Saturday, December 8, 2012
Odom's weight loss helps surging Clippers
By Arash Markazi
LOS ANGELES -- Vinny Del Negro smiles, then laughs as I ask him about Lamar Odom.
He’s been hearing the same questions about Odom from me since October.
But for the first time he is actually able to laugh when he’s asked about how Odom has changed.
“Have you looked at him?” Del Negro said. “He’s lost 12 pounds. He’s going to lose more. He’s working. You’re going play better. You’re going to move better. You’re going to get more confident. You’re going to feel like yourself again. That’s what he’s doing.”
A quick look at the box scores might not show it, but perhaps the biggest difference in the Clippers during their five-game winning streak is the improved play -- and physique -- of Odom.
After scoring just 4 points during the Clippers’ recent four-game losing streak and getting only 2 rebounds in three of those games, Odom has scored at least 4 points and grabbed at least 5 rebounds in the Clippers’ last five games. On Saturday, he scored a season-high 8 points and grabbed 8 rebounds in the Clippers’ 117-99 win over the Phoenix Suns.

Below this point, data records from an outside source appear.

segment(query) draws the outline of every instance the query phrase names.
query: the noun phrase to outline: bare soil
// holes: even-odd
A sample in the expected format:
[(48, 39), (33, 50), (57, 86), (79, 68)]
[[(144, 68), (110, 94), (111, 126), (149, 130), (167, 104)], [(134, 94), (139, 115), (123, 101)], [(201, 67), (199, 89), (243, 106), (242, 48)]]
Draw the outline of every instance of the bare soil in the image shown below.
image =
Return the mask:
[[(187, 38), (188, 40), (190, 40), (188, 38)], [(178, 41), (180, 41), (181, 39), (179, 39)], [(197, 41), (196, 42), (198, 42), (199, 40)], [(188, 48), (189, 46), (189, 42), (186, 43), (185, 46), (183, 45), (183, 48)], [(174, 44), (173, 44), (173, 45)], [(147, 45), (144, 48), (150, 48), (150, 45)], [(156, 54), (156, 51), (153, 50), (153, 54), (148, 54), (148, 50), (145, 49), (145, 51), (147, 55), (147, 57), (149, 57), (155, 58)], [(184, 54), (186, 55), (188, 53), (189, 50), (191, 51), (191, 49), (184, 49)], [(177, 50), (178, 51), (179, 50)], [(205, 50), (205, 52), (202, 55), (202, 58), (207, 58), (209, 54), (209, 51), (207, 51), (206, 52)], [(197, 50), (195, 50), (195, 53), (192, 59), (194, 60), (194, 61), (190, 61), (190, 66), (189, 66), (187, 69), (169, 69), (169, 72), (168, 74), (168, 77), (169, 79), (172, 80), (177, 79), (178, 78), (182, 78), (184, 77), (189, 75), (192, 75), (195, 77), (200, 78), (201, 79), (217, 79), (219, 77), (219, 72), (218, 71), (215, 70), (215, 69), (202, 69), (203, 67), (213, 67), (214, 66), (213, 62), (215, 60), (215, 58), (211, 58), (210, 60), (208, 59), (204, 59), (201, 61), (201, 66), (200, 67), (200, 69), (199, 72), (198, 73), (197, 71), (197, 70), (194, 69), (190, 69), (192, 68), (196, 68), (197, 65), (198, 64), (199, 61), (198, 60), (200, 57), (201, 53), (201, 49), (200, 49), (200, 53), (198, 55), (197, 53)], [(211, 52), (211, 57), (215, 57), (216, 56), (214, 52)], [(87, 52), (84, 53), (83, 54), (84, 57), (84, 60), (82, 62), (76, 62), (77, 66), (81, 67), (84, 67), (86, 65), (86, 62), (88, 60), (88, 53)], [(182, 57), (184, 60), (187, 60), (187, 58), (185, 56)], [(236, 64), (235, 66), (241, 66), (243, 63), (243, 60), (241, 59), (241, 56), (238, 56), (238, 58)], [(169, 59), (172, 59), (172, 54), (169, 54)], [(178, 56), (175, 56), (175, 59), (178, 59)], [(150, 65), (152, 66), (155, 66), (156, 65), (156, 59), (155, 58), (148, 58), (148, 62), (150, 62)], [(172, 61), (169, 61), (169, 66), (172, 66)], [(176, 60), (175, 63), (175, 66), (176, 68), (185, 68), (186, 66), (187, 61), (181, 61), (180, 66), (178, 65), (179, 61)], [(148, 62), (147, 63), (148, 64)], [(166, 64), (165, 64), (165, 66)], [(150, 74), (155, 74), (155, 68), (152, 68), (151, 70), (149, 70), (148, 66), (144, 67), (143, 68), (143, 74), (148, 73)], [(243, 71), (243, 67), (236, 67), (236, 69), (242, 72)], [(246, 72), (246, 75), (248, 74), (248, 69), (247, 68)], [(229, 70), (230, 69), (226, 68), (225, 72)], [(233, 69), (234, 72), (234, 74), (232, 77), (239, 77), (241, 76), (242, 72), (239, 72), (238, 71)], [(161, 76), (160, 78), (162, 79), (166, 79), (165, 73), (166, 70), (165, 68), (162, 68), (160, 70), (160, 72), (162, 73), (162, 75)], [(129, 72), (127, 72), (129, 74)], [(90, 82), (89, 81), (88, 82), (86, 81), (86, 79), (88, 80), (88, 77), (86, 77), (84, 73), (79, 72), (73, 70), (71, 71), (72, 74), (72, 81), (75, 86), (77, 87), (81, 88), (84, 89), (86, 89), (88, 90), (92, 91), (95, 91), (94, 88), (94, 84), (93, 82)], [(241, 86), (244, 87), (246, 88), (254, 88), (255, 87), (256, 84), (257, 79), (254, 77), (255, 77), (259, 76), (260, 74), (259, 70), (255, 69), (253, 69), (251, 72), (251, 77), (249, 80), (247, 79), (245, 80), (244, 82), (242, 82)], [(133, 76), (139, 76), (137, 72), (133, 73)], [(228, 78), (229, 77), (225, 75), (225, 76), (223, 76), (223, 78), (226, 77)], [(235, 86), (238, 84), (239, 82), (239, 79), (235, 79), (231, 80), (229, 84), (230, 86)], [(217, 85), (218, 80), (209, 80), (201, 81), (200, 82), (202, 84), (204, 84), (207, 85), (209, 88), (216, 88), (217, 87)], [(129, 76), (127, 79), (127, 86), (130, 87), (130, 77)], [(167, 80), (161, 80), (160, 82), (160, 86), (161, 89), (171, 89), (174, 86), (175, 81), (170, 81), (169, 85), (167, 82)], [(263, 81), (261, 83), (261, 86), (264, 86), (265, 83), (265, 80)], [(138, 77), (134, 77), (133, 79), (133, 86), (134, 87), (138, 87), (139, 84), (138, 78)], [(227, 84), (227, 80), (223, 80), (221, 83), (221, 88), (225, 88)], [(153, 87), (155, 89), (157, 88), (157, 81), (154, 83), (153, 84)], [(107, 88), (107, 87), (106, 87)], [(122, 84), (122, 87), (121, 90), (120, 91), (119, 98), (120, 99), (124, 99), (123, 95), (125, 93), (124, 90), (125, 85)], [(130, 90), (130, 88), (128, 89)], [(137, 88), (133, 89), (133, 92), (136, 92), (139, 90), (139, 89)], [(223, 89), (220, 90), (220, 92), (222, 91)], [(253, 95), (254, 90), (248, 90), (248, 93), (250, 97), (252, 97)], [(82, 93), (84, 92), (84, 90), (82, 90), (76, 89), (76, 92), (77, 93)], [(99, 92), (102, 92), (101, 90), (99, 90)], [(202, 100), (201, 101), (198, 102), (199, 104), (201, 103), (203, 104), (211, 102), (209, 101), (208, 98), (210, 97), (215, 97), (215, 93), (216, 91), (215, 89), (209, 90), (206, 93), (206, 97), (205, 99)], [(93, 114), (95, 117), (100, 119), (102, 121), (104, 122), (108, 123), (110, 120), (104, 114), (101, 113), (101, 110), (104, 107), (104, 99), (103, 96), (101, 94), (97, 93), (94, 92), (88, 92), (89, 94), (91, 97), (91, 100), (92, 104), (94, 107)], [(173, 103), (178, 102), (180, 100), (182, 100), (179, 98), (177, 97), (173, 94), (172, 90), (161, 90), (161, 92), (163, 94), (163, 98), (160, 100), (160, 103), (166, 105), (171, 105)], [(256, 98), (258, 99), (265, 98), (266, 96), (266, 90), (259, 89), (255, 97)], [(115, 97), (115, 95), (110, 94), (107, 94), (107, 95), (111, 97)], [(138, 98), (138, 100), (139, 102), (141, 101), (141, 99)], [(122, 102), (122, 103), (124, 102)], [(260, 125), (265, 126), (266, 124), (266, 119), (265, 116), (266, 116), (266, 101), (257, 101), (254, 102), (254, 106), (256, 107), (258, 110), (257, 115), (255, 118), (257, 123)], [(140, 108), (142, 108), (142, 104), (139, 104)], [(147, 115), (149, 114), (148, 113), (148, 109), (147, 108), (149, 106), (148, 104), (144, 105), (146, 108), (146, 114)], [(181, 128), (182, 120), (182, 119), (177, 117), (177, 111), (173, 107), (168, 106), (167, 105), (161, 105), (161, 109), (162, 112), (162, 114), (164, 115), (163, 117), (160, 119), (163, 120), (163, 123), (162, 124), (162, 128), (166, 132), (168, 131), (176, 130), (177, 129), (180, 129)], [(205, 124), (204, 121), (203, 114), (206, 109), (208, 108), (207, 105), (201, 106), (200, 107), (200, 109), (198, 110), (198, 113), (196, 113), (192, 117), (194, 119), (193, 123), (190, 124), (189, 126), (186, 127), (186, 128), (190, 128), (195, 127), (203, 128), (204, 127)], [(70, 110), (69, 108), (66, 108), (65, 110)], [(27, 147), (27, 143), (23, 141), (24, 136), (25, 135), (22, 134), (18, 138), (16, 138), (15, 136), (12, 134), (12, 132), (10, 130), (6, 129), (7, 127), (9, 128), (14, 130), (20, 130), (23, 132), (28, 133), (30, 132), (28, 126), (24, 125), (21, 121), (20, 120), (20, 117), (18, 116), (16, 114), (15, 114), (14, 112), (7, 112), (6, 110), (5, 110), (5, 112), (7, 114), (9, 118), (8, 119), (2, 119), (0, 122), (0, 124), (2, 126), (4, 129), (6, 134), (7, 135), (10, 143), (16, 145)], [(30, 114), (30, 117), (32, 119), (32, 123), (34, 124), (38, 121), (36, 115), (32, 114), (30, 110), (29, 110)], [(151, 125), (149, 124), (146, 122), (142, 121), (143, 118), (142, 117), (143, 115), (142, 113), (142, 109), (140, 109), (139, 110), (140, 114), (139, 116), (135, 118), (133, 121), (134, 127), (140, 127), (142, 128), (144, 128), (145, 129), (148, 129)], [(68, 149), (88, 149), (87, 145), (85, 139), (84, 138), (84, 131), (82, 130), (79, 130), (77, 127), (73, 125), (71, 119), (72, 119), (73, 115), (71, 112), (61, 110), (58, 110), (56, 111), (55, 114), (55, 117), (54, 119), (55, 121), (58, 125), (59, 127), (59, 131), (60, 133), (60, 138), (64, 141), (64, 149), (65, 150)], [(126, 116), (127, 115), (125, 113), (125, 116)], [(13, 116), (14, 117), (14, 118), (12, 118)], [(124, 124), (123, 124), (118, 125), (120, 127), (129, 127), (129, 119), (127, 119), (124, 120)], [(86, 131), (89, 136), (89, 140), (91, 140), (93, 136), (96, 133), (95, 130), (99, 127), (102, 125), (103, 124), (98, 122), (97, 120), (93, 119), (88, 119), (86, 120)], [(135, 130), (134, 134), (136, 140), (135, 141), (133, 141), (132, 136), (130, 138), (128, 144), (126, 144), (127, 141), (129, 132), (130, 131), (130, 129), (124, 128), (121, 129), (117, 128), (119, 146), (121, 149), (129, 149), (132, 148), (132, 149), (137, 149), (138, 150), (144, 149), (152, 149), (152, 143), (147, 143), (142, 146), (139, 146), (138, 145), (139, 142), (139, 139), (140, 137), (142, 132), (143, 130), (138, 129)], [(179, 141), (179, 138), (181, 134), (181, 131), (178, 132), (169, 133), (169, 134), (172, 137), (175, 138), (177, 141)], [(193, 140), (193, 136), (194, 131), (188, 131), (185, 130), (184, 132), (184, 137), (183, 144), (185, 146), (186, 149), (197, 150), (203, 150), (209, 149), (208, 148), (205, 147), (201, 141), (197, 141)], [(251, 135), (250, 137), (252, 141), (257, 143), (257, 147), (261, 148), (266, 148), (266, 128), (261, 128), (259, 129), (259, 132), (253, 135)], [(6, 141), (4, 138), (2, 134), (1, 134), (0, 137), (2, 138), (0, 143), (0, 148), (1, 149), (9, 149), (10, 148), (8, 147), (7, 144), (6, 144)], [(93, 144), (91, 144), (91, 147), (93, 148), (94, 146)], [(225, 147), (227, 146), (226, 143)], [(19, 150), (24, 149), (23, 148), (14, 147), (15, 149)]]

“He knows how to play,” Del Negro said. “He’s diving on the floor. He’s working. He’s coming. I’m telling you, he’s coming. I’ve seen him play for 15 years. He knows how to play. It doesn’t just go away unless you want it to. He wants it and I believe in him and I’m going to keep pushing him.
“I’m going to keep making him work and he’s going to keep doing work. His teammates support him because we know that he gives us an element that we need.”
Odom also knew this turnaround would come. He wasn’t sure exactly when it would happen, but he knew there would come a point this season when he would finally began to look and play like himself.
“It takes time,” Odom said. “I had so much time off that sometimes as an athlete you slow down. So it’s important for me to just keep getting after it in practice and putting the extra work in so I’m comfortable all over the court and comfortable with my defense and making moves and coming out of them. But luckily I’m on a great team that’s really deep and I can help in other ways. I don’t always need to score.”
One of the biggest visible areas of improvement for Odom has been his physique after losing 12 pounds. He’s aiming to lose an additional 5 to 10 pounds after coming into training camp weighing 260. Odom missed the last five games of the preseason and nearly three weeks of practice as he dealt with knee problems associated with being out of shape. Even when he returned, he didn’t make much of an impact. He averaged just 1.6 points and 2.8 rebounds the first month of the season. This month Odom is averaging 5.7 points and 7.3 rebounds. He has a grabbed 30 rebounds over his last four games, including a season-high 11 over the Dallas Mavericks three days ago.
“My body and my mind are starting to attach again,” Odom said. “That feels good.”
When Odom, who has been sensitive to the number of jokes he has heard in relation to his weight, was specifically asked if that meant getting in better shape, he shook his head.
“If that’s what you want me to say,” Odom said. “My body is catching up to where my head is at.”
However Odom wants to describe it, his improvement has added to an already deep Clippers team. His last four games have been better than any he had during his forgettable 50-game stretch with the Mavericks and are the best he has had since last April, when he won the Sixth Man of the Year award with the Los Angeles Lakers.
“L.O. is finding that rhythm,” Chris Paul said. “He’s so valuable to our team because he just knows how play on both ends of the court. He knows how to space the court, he knows how to roll, and he’s aggressive on ball screens, which catches a lot of guards off guard.”
Paul and Odom grew tight during the Clippers’ preseason trip to China, exchanging war stories and talking strategy on the plane and bus rides. Paul wanted the Clippers to go after Odom in the offseason if he was available, remembering the battles the two had when the Lakers played the New Orleans Hornets in the playoffs two seasons ago.
“I remember when he was on the Lakers, I would come off screens and he was a problem,” Paul said. “That play [on Saturday against the Suns] when he almost stole it and dove on the ground is a good example. Guys think he’s just up there, but he makes you think about him. I’ve been saying that as he continues to get more comfortable, it’s going to be scary.”
Even when Odom isn’t in the game, he has taken on a leadership role in the locker room and on the bench, similar to what Chauncey Billups has brought to the team. For all the jokes about Odom’s weight and time in Dallas last season, he is still a two-time NBA champion and has done more in the NBA than just about anybody else on the Clippers. He will often pull Blake Griffin aside and give him advice during games and practices.
“Never being around him, I didn’t really know he has a tremendous basketball IQ,” Griffin said. “He sees the game very well. Listening to him and bouncing ideas off of him, he always comes to me and says something and is always giving me encouragement. He’s helped tremendously even when he wasn’t able to be on the court.
“He’s got his confidence now. You can tell he’s feeling better and better in every practice and every game. He’s huge for us.”
It’s a role Odom enjoys playing now as he sits in the middle of the same Clippers locker room he did when he was 19, remembering back to when he was just beginning his career 13 years ago.
“Some people say, ‘What have you done for me lately?’ and forget what experience does and how much it helps,” Odom said. “Basketball is like life, and experience matters.”